Friday, March 17, 2017

The Irish Diaspora, Donald Trump, and Race Matters: We. Must. Talk. About. Race.

Travis Gettys, "'Irish Slaves': Historian Destroys Racist Myth Conservatives Love to Share on Facebook":

The myth [that there were Irish slaves in the new world] essentially equates indentured or penal servitude with racialized perpetual hereditary chattel slavery, [Limerick historian Liam] Hogan said. 
Racists claim the Irish slave trade began in 1612 and was not abolished until 1839, and they insist "white slavery" has been covered up by "politically correct" historians. 
"The various memes make many claims including (but not limited to) the following: that 'Irish slaves' were treated far worse than black slaves, that there were more 'Irish slaves' than black slaves, that 'Irish slaves' were worth less than black slaves, that enslaved Irish women were forced to breed with enslaved African men and that the Irish were slaves for much longer than black slaves," Hogan said. 
"This is then invariably followed up by overtly racist statements," he added. "For example, 'Yet, when is the last time you heard an Irishman bitching and moaning about how the world owes them a living?'" 
Hogan hasn't isolated the myth’s first appearance on social media, but it's been a common trope on the white supremacist website Stormfront since at least 2003 and has been trotted out as an argument against reparations for slavery and to attack the Black Lives Matter movement. 
He pointed to a 2014 post on Alex Jones' Infowars website that attacked both Black Lives Matter and reparations by promoting several falsehoods about "Irish slavery."

Charles Pierce, "Why Irish Immigranats Illustrate American Redemption": 

There are a lot of children of the Irish diaspora setting cruel and stupid policies for this administration, which cannot tell a Nigerian poet from an Irish one. There's Mulvaney, of course, but there's also Speaker Paul Ryan, the zombie-eyed granny starver from the state of Wisconsin, and there's Steve Bannon, senior White House counselor and sole heir to the House Harkonnen. All of them now are combining to make arguments that echo through the history of their people back to 1847. I wonder how many Mulvaneys, Ryans, and Bannons died belowdecks in the coffin ships?

As Charles Pierce says, these descendants of Irish immigrants who came to the shores of the United States in the 19th century seeking refuge from poverty, hunger, and oppression are now behaving, in their defense of the draconian attack-the-poor policies of Trump's administration, precisely the way the English behaved towards the Irish in the period of the Great Hunger. One hangs one's head in shame for them, as they so egregiously betray the experiences and memories of their immigrant ancestors.

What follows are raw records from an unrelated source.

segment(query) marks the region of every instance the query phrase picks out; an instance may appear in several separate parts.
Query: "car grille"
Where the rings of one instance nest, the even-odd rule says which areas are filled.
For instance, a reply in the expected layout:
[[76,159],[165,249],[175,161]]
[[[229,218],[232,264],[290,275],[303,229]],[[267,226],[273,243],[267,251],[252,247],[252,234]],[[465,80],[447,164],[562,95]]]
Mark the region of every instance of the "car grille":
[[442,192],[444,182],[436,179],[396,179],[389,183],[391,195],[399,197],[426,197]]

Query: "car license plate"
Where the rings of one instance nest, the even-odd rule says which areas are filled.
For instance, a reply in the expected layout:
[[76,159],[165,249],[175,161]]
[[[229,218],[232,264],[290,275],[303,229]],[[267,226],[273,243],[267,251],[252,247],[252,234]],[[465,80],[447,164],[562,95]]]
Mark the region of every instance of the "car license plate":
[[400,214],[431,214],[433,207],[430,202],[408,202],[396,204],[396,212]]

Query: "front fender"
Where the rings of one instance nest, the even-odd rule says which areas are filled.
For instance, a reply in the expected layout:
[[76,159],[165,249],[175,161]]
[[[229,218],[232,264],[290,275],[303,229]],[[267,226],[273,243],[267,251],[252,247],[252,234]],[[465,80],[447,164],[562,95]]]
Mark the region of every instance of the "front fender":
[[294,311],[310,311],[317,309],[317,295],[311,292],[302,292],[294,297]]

Jeff Guo, "President Trump Won Big in These Places. Now He Wants to Eliminate 3 Agencies Dedicated to Helping Them": Guo focuses in particular on Appalachia, a heavily white region of the nation, historically impoverished, many of whose people have roots tracing back to Northern Ireland. The unavoidable question that makes many Americans so uncomfortable to ask: what causes white people in impoverished regions to vote — over and over again — against their economic self-interest, as they elect to office people whose avowed intent is to continue exploiting those very same white people and creating misery for them?

We. must. talk. about. race.

Steve Mufson and Tracy Jan, "If You're a Poor Person in America, Trump's Budget Is Not for You":

If you’re a poor person in America, President Trump’s budget proposal is not for you. 
Trump has unveiled a budget that would slash or abolish programs that have provided low-income Americans with help on virtually all fronts, including affordable housing, banking, weatherizing homes, job training, paying home heating oil bills, and obtaining legal counsel in civil matters.

Lance Williams, "White Nationalist Richard Spencer Gets His Money From Louisiana Cotton Fields—and the US Government": 

White people built America, insists Spencer, who has benefited from $2 million in farm subsidies. Two weeks after the presidential election, white nationalist Richard Spencer held forth on a cable news show about how white people built America. 'White people ultimately don't need other races in order to succeed,' he told the audience of the black-oriented program, NewsOne Now. . . . 
Spencer, along with his mother and sister, are absentee landlords of 5,200 acres of cotton and corn fields in an impoverished, largely African American region of Louisiana, according to records examined by Reveal from The Center for Investigative Reporting. The farms, controlled by multiple family-owned businesses, are worth millions: A 1,600-acre parcel sold for $4.3 million in 2012. 
The Spencer family's farms are also subsidized by the federal government. From 2008 through 2015, the Spencers received $2 million in US farm subsidy payments, according to federal data.